Learn what you can from the experience.

This may seem a bit on the Pollyanna side, but I believe whenever you are in a hard situation, it makes sense to ask yourself what lessons you can extract from the experience that will help you down the road.

Loss, disappointment and coping with the unknown are, for better or for worse, woven into all of our lives. If you can learn what strategies are helpful for you, you come out a better person because of what you’ve been through. One woman said she felt that she was a better mother because of her infertility experience. Another said that she’s learned to cut others slack, because she has no idea what difficult thing might be going on in someone else’s life.

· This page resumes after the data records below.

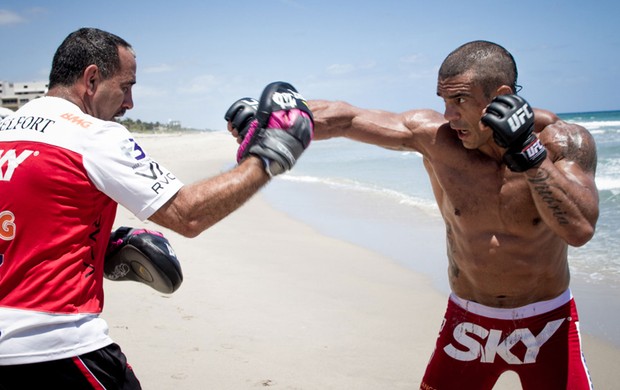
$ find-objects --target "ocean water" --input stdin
[264,111,620,346]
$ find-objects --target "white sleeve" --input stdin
[83,122,183,221]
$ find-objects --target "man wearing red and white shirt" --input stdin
[0,28,309,389]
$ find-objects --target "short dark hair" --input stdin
[439,41,518,97]
[49,28,133,89]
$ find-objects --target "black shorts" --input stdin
[0,344,141,390]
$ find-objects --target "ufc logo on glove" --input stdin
[508,103,534,131]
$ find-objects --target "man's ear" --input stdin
[496,85,515,96]
[82,65,101,95]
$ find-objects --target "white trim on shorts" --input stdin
[450,289,573,320]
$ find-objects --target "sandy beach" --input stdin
[103,133,620,390]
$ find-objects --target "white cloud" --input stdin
[0,9,26,26]
[178,74,221,94]
[143,64,174,74]
[400,54,424,64]
[327,64,355,75]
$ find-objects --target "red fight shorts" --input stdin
[420,290,592,390]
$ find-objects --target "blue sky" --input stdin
[0,0,620,130]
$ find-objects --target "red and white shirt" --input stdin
[0,97,182,365]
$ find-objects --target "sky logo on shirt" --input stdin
[0,149,39,181]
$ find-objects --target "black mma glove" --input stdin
[481,95,547,172]
[225,81,314,176]
[103,226,183,294]
[224,98,258,139]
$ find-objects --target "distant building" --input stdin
[0,81,48,111]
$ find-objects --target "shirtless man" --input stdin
[309,41,598,390]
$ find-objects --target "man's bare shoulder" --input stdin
[535,110,596,170]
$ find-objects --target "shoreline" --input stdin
[103,133,620,390]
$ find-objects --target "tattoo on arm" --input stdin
[528,168,568,225]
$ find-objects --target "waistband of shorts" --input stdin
[450,289,573,320]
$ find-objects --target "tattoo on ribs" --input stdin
[446,224,461,278]
[528,168,568,225]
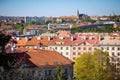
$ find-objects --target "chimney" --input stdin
[48,37,51,41]
[71,36,74,41]
[25,37,29,41]
[17,37,20,40]
[83,36,86,40]
[37,36,41,40]
[89,36,93,40]
[59,36,64,40]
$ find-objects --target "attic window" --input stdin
[54,62,58,65]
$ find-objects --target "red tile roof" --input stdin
[14,48,74,67]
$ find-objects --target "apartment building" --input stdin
[8,48,74,80]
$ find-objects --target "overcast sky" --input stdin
[0,0,120,17]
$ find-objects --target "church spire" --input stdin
[77,9,80,18]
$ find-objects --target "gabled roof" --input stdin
[17,38,27,46]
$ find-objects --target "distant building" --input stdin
[8,48,74,80]
[23,25,39,35]
[24,16,46,23]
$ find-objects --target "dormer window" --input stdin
[53,62,58,65]
[21,63,27,67]
[45,62,48,66]
[63,61,66,65]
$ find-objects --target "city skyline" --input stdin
[0,0,120,17]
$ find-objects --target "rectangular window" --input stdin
[55,47,57,50]
[94,48,96,50]
[118,52,120,56]
[53,62,58,65]
[83,47,86,50]
[78,52,80,55]
[89,47,92,50]
[61,52,63,55]
[73,47,76,50]
[118,47,120,50]
[78,47,81,50]
[73,57,75,60]
[61,47,63,50]
[112,47,114,50]
[101,47,104,50]
[112,52,115,56]
[45,70,52,76]
[73,52,76,55]
[66,52,68,55]
[66,47,69,50]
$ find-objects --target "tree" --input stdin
[54,65,64,80]
[75,50,112,80]
[0,34,11,54]
[29,21,35,25]
[14,23,24,34]
[71,24,81,34]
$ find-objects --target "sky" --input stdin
[0,0,120,17]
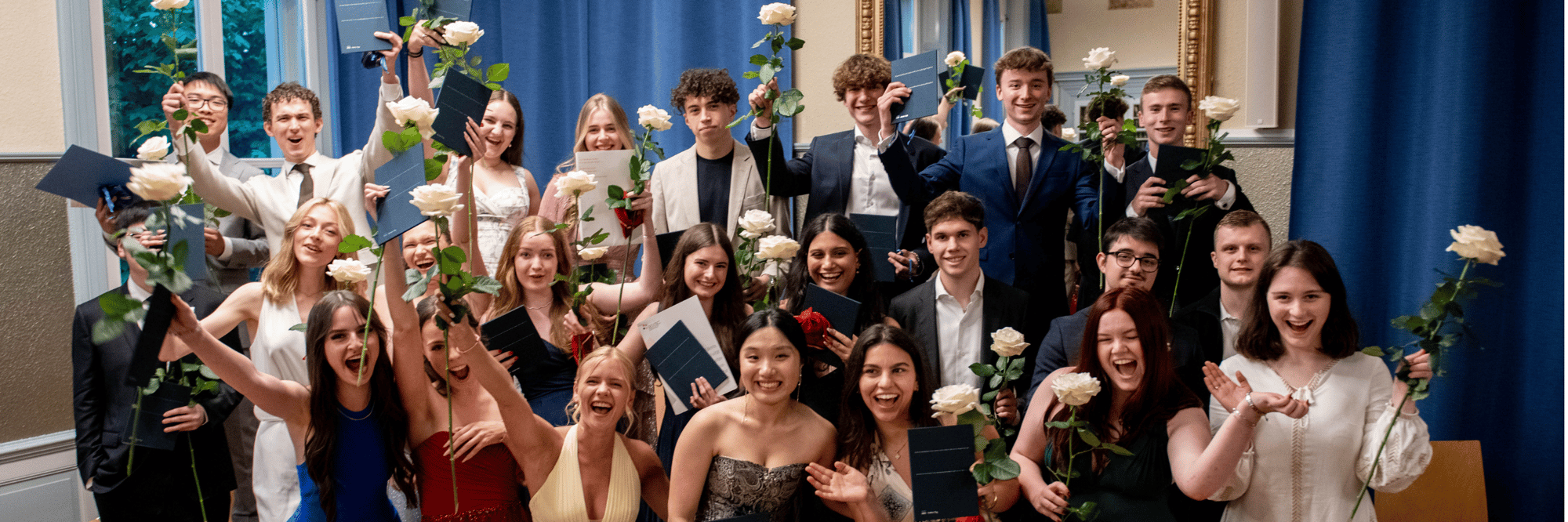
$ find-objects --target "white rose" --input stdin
[737,208,773,240]
[1198,96,1242,121]
[637,105,670,130]
[442,22,485,45]
[387,96,441,140]
[136,136,169,161]
[757,2,795,25]
[1051,372,1099,406]
[942,50,967,69]
[757,235,800,260]
[931,384,980,417]
[125,163,191,201]
[1447,224,1505,265]
[1083,47,1116,69]
[555,171,599,198]
[326,259,370,284]
[409,185,463,218]
[991,326,1029,357]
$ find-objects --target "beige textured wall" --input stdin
[1047,0,1176,72]
[0,7,66,151]
[0,160,74,442]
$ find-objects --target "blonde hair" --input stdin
[262,198,354,303]
[491,216,577,351]
[566,346,637,426]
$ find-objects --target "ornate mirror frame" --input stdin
[855,0,1217,144]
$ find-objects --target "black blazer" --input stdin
[71,287,245,495]
[887,276,1040,397]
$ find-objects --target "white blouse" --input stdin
[1209,353,1432,522]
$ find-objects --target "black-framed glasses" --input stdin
[185,96,229,111]
[1105,251,1160,271]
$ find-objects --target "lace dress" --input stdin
[696,455,809,522]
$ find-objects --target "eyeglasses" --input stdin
[1105,251,1160,271]
[185,96,229,111]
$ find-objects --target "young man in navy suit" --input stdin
[746,55,947,282]
[878,47,1096,321]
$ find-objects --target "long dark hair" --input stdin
[659,223,746,364]
[839,324,938,470]
[784,213,887,335]
[1236,240,1361,361]
[304,290,419,520]
[1046,287,1203,473]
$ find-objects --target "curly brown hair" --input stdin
[991,45,1057,83]
[670,69,740,114]
[833,55,892,102]
[262,82,321,122]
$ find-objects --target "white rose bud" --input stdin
[942,50,967,69]
[577,246,610,260]
[931,384,980,417]
[555,171,599,198]
[757,235,800,260]
[991,326,1029,357]
[409,185,463,218]
[1051,373,1099,406]
[442,22,485,45]
[737,208,773,240]
[125,163,191,201]
[136,136,169,161]
[1198,96,1242,121]
[757,2,795,25]
[326,259,370,284]
[637,105,670,130]
[1447,224,1505,265]
[1083,47,1116,69]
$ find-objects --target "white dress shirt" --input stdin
[931,274,985,387]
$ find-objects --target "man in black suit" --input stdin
[746,55,947,290]
[71,207,241,522]
[887,191,1038,425]
[1101,75,1253,307]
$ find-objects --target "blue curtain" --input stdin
[328,0,797,190]
[1290,0,1563,520]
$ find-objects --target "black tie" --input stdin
[1013,136,1035,207]
[293,163,315,208]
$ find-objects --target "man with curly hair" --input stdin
[649,69,792,301]
[746,55,947,290]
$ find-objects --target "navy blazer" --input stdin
[881,129,1096,317]
[887,274,1040,392]
[746,130,947,252]
[71,285,245,495]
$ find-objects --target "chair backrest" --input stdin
[1375,440,1486,522]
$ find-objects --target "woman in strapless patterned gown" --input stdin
[670,309,834,522]
[180,198,354,522]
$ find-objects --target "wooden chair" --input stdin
[1375,440,1486,522]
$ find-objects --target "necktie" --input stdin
[1013,136,1035,207]
[293,163,315,208]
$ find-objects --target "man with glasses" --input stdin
[1024,218,1195,397]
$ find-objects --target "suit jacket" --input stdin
[207,149,270,295]
[184,83,403,265]
[887,276,1040,392]
[71,287,243,495]
[881,129,1096,318]
[649,141,793,243]
[1105,157,1254,307]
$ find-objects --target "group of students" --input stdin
[74,28,1430,522]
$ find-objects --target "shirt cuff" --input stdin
[1214,180,1236,210]
[218,237,234,262]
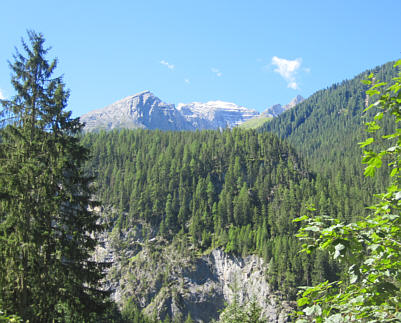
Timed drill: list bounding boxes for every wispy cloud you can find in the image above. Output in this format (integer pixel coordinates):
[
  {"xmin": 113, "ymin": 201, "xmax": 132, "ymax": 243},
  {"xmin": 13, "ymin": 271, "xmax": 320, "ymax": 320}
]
[
  {"xmin": 272, "ymin": 56, "xmax": 302, "ymax": 90},
  {"xmin": 160, "ymin": 59, "xmax": 175, "ymax": 70},
  {"xmin": 211, "ymin": 67, "xmax": 223, "ymax": 77}
]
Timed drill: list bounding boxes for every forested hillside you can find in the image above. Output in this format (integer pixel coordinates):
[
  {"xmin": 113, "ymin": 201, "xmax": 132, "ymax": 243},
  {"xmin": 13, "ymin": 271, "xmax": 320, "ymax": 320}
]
[
  {"xmin": 83, "ymin": 129, "xmax": 365, "ymax": 306},
  {"xmin": 261, "ymin": 62, "xmax": 397, "ymax": 197}
]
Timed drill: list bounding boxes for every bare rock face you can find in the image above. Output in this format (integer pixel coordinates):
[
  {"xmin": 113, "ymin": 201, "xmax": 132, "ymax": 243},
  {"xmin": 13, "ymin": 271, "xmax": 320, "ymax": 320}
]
[
  {"xmin": 95, "ymin": 218, "xmax": 293, "ymax": 323},
  {"xmin": 81, "ymin": 91, "xmax": 259, "ymax": 131},
  {"xmin": 177, "ymin": 101, "xmax": 259, "ymax": 129}
]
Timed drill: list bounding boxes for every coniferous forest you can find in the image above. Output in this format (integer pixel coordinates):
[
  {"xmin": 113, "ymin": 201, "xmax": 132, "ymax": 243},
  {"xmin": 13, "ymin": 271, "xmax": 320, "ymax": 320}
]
[{"xmin": 0, "ymin": 32, "xmax": 401, "ymax": 322}]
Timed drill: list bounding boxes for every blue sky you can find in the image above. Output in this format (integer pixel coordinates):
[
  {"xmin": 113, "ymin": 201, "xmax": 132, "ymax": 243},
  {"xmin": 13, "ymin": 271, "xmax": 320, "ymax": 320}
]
[{"xmin": 0, "ymin": 0, "xmax": 401, "ymax": 116}]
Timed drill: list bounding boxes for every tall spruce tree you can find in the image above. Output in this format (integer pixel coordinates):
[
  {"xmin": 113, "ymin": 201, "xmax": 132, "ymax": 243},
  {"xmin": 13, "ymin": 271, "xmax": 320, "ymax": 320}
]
[{"xmin": 0, "ymin": 31, "xmax": 106, "ymax": 322}]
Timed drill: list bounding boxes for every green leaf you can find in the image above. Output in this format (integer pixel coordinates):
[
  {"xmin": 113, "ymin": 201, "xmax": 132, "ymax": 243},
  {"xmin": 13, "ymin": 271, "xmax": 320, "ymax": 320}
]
[
  {"xmin": 358, "ymin": 138, "xmax": 375, "ymax": 148},
  {"xmin": 297, "ymin": 297, "xmax": 310, "ymax": 307},
  {"xmin": 333, "ymin": 243, "xmax": 345, "ymax": 259}
]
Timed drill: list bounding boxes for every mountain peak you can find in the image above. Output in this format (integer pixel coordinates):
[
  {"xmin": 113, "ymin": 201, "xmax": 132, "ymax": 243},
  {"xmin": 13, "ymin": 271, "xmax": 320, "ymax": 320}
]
[{"xmin": 81, "ymin": 91, "xmax": 259, "ymax": 131}]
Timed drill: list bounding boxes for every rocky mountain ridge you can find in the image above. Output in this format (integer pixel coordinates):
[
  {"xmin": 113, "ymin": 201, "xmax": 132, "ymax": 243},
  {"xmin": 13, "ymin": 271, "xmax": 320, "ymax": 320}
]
[{"xmin": 81, "ymin": 91, "xmax": 303, "ymax": 132}]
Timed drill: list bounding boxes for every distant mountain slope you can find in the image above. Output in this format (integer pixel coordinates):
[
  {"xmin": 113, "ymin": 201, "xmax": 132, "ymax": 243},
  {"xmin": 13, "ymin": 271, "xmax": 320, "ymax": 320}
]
[
  {"xmin": 81, "ymin": 91, "xmax": 194, "ymax": 131},
  {"xmin": 262, "ymin": 62, "xmax": 397, "ymax": 195},
  {"xmin": 262, "ymin": 95, "xmax": 305, "ymax": 118},
  {"xmin": 239, "ymin": 95, "xmax": 305, "ymax": 129},
  {"xmin": 177, "ymin": 101, "xmax": 259, "ymax": 129},
  {"xmin": 81, "ymin": 91, "xmax": 259, "ymax": 131}
]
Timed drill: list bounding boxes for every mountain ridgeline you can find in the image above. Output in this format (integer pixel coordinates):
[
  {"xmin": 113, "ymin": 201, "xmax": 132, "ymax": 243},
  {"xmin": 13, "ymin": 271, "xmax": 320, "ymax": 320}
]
[
  {"xmin": 260, "ymin": 62, "xmax": 397, "ymax": 195},
  {"xmin": 82, "ymin": 63, "xmax": 396, "ymax": 322},
  {"xmin": 81, "ymin": 91, "xmax": 259, "ymax": 131},
  {"xmin": 81, "ymin": 91, "xmax": 303, "ymax": 132},
  {"xmin": 83, "ymin": 129, "xmax": 372, "ymax": 317}
]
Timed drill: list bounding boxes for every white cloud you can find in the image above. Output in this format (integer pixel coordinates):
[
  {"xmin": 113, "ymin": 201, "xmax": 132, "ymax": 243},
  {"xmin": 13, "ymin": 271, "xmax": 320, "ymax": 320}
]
[
  {"xmin": 272, "ymin": 56, "xmax": 302, "ymax": 90},
  {"xmin": 211, "ymin": 67, "xmax": 223, "ymax": 77},
  {"xmin": 160, "ymin": 59, "xmax": 175, "ymax": 70}
]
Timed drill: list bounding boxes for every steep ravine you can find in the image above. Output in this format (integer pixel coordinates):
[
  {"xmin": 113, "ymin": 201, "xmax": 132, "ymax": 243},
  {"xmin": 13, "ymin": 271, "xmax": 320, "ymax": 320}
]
[{"xmin": 96, "ymin": 213, "xmax": 292, "ymax": 322}]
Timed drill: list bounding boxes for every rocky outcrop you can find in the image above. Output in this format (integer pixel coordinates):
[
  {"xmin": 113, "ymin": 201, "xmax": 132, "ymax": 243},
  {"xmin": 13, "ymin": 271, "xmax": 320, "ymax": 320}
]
[
  {"xmin": 96, "ymin": 218, "xmax": 293, "ymax": 323},
  {"xmin": 177, "ymin": 101, "xmax": 259, "ymax": 129}
]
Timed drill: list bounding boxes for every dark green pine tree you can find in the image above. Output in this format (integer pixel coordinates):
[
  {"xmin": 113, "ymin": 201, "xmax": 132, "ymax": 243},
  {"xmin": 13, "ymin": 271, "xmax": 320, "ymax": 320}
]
[{"xmin": 0, "ymin": 31, "xmax": 107, "ymax": 322}]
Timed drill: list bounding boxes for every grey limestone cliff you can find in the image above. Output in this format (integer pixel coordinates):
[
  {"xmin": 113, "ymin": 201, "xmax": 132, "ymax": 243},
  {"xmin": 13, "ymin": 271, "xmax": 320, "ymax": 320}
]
[
  {"xmin": 81, "ymin": 91, "xmax": 259, "ymax": 131},
  {"xmin": 96, "ymin": 215, "xmax": 293, "ymax": 323}
]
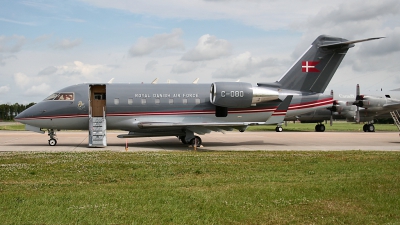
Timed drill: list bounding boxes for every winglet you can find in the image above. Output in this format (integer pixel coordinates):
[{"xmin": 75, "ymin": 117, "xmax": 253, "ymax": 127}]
[
  {"xmin": 151, "ymin": 77, "xmax": 158, "ymax": 84},
  {"xmin": 319, "ymin": 37, "xmax": 385, "ymax": 48},
  {"xmin": 265, "ymin": 95, "xmax": 293, "ymax": 124}
]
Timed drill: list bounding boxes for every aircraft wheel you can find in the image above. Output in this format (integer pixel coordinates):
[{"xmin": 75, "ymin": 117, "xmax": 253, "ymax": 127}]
[
  {"xmin": 179, "ymin": 136, "xmax": 188, "ymax": 145},
  {"xmin": 49, "ymin": 138, "xmax": 57, "ymax": 146},
  {"xmin": 190, "ymin": 136, "xmax": 202, "ymax": 147},
  {"xmin": 368, "ymin": 124, "xmax": 375, "ymax": 132}
]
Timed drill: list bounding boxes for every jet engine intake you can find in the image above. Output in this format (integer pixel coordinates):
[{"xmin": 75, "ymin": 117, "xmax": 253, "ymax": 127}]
[
  {"xmin": 210, "ymin": 82, "xmax": 279, "ymax": 108},
  {"xmin": 354, "ymin": 96, "xmax": 387, "ymax": 108}
]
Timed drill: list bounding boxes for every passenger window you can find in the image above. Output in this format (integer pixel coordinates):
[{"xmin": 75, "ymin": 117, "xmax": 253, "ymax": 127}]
[
  {"xmin": 94, "ymin": 93, "xmax": 106, "ymax": 100},
  {"xmin": 45, "ymin": 93, "xmax": 74, "ymax": 101}
]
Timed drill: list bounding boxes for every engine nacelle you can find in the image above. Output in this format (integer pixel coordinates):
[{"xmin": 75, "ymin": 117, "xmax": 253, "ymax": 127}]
[
  {"xmin": 210, "ymin": 82, "xmax": 279, "ymax": 108},
  {"xmin": 354, "ymin": 96, "xmax": 387, "ymax": 108}
]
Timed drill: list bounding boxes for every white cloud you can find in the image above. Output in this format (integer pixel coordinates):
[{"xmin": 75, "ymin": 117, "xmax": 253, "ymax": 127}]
[
  {"xmin": 55, "ymin": 61, "xmax": 111, "ymax": 82},
  {"xmin": 145, "ymin": 60, "xmax": 158, "ymax": 71},
  {"xmin": 182, "ymin": 34, "xmax": 232, "ymax": 61},
  {"xmin": 129, "ymin": 29, "xmax": 185, "ymax": 57},
  {"xmin": 52, "ymin": 39, "xmax": 82, "ymax": 50},
  {"xmin": 14, "ymin": 73, "xmax": 31, "ymax": 88},
  {"xmin": 24, "ymin": 83, "xmax": 51, "ymax": 96},
  {"xmin": 171, "ymin": 61, "xmax": 199, "ymax": 73},
  {"xmin": 213, "ymin": 52, "xmax": 281, "ymax": 78},
  {"xmin": 0, "ymin": 85, "xmax": 10, "ymax": 94},
  {"xmin": 0, "ymin": 35, "xmax": 26, "ymax": 52},
  {"xmin": 38, "ymin": 66, "xmax": 58, "ymax": 75}
]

Consider what grounds you and makes you sane, and do it.

Relaxation exercises and meditation can be enormously helpful.

Maybe you enjoy acupuncture or feel your best when you go to church or pray. It could be as simple as taking a walk outside in nature, getting into an exercise routine or taking part in a hobby or activity you love. It doesn’t matter what it is. What matters is that it helps you feel calmer and better, and that you do it regularly.

Remind yourself that this is a time-limited experience.

I have yet to have anyone 85 years old still coming to group! Eventually, you will come to your resolution. You will become pregnant, adopt, use a surrogate, or embrace living child free. This particular part—the agony of wondering if, when and how you will become pregnant—is awful, but it will not last forever.